Terrifying films can leave viewers with life-long fears, says an academic.
Professor Joanne Cantor questioned hundreds of adults and found that women who have seen Psycho are often frightened to go into the shower, while the threat-laden soundtrack of Jaws can make men tremble.
It, the 1986 film based on a Stephen King novel, shows a clown attacking children in the bathroom, after coming in through the toilet or shower drain.
Professor Cantor, of Wisconsin University in the U.S., told BBC Focus magazine: It produced extended nightmares, and many children avoided the bathroom after that. For many of these children, fear of clowns extended into adulthood.
The professor found the five most frightening films, not ranked in order, were:
- Jaws
- Psycho
- It
- A Nightmare on Elm Street
- Poltergeist.
In Psycho, Alfred Hitchcock injected terror into the most benign of places – the shower.

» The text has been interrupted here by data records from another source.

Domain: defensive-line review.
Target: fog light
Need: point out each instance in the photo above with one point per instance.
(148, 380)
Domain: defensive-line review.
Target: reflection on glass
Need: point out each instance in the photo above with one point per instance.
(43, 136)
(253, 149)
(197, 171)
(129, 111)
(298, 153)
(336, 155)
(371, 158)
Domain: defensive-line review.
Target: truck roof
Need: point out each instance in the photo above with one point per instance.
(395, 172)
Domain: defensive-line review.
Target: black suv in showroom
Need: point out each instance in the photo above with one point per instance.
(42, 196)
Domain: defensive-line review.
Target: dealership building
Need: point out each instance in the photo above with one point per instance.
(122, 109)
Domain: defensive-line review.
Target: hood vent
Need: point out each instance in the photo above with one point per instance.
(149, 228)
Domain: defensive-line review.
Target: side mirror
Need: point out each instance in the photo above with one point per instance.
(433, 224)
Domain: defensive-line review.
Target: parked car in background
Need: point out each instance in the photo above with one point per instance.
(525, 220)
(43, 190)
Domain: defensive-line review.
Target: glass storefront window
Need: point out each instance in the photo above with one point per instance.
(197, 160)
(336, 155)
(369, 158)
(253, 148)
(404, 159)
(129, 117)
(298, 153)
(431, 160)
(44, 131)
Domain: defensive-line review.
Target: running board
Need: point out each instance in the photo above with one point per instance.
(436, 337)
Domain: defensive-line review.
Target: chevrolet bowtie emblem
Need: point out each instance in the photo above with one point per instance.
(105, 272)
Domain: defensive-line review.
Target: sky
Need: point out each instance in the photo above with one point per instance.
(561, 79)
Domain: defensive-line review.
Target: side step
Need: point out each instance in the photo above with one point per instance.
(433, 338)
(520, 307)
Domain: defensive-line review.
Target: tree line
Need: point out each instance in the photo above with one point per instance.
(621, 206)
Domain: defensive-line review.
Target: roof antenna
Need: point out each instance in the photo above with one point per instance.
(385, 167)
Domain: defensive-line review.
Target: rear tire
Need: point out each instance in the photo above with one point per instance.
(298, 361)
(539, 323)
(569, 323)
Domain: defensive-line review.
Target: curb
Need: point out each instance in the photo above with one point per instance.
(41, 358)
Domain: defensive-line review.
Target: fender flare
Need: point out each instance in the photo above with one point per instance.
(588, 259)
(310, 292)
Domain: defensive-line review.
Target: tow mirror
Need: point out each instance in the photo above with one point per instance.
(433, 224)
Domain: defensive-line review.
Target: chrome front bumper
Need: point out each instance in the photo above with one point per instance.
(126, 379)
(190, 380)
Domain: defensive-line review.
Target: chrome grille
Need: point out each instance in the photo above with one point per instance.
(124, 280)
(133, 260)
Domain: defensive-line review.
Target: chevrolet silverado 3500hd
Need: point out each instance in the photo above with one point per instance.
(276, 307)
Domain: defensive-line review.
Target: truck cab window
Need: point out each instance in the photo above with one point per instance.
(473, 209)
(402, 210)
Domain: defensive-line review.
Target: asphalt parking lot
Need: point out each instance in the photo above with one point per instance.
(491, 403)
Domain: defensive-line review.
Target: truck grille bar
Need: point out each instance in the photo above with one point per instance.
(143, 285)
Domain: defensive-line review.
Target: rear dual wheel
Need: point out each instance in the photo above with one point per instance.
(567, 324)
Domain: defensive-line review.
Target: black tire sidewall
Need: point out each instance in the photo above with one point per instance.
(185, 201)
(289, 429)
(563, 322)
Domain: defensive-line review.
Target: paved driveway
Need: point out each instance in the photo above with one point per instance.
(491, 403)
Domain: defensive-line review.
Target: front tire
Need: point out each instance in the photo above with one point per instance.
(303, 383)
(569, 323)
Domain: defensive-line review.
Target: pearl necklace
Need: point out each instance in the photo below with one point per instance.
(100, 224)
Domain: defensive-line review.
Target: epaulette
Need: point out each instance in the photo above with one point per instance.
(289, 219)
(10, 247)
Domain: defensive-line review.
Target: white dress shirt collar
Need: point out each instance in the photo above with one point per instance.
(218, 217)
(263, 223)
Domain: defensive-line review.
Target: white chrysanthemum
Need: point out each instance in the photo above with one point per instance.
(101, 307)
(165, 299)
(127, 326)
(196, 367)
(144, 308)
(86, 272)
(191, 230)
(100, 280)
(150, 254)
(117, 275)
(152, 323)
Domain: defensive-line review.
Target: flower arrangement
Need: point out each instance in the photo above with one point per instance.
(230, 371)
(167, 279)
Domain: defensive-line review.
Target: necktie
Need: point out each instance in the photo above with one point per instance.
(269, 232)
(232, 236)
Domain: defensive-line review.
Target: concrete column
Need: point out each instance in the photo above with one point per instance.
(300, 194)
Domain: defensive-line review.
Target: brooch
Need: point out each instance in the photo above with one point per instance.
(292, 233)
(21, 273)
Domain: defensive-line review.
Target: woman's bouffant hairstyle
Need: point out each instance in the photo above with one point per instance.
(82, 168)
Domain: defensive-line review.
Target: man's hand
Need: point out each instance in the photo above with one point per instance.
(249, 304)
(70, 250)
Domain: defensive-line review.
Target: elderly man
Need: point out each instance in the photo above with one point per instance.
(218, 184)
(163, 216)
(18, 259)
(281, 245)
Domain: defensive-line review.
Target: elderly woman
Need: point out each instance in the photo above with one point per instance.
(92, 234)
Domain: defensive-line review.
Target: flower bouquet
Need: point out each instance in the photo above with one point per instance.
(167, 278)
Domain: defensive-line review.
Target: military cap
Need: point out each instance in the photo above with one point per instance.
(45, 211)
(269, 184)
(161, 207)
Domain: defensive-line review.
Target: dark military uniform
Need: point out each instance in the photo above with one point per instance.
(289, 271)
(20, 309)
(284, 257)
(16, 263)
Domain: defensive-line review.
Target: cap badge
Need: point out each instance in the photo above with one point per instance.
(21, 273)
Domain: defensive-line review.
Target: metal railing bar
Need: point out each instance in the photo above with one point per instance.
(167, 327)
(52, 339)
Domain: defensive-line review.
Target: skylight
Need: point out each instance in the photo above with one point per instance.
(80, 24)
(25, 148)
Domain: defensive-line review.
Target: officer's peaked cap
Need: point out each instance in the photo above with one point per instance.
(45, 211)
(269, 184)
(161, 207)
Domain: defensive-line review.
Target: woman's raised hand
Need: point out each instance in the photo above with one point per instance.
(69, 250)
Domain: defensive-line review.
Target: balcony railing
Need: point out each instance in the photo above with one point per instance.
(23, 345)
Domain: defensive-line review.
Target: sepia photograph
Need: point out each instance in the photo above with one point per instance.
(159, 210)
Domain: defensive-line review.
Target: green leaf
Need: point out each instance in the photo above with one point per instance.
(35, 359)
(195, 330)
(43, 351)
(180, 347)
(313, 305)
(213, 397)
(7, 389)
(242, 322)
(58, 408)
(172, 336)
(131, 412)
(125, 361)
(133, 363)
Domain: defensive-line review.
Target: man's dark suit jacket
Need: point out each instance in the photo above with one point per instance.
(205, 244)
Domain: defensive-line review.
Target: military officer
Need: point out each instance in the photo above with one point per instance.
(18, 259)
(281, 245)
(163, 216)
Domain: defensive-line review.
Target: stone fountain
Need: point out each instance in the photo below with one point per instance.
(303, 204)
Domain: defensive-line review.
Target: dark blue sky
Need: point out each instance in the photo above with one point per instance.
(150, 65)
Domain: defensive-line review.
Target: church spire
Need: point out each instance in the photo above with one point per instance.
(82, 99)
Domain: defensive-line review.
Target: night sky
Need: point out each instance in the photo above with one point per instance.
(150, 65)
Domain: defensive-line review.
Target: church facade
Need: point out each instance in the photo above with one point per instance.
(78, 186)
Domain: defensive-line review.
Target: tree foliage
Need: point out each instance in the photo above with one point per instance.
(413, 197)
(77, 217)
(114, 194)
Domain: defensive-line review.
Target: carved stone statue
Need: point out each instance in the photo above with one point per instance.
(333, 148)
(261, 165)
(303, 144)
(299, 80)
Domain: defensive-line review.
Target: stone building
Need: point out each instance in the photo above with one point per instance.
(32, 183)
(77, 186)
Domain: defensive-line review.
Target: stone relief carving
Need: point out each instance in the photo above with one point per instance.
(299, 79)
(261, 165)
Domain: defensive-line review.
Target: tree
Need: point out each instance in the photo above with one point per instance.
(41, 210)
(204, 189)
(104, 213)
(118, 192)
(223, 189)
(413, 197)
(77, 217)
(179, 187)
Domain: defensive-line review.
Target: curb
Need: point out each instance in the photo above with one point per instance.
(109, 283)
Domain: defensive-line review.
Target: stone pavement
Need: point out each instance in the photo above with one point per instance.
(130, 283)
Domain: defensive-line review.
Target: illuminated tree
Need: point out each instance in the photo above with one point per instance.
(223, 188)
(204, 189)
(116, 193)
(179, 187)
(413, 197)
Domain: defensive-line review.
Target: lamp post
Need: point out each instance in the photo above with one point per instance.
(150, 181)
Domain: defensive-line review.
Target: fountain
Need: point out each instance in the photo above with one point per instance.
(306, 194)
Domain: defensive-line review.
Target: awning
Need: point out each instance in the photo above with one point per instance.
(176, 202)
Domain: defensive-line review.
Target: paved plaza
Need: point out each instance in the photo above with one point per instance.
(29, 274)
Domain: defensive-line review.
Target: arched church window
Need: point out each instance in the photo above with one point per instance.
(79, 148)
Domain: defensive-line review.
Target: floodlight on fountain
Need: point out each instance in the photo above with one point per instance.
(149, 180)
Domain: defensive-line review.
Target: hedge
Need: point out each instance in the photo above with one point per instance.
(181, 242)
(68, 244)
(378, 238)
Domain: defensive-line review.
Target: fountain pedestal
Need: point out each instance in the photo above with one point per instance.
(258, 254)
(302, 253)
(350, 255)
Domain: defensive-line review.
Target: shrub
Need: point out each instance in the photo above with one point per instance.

The professor, a world expert on the psychology of films, said: Hitchcock took a normal activity that most people do daily and infused it with terror, by showing a totally unanticipated attack in blood horror accompanied by intense music. Many women in my studies who saw that movie are uncomfortable in the shower to this day.
The 1984 slasher movie, A Nightmare on Elm Street, resulted in many sleepless nights, said professor Cantor. This film provided the quintessential recipe for insomnia because the bloodthirsty villain, Freddy Krueger, could only attack you in your dreams, she said. So your only defence against him was to stay awake – and that’s what many reported doing.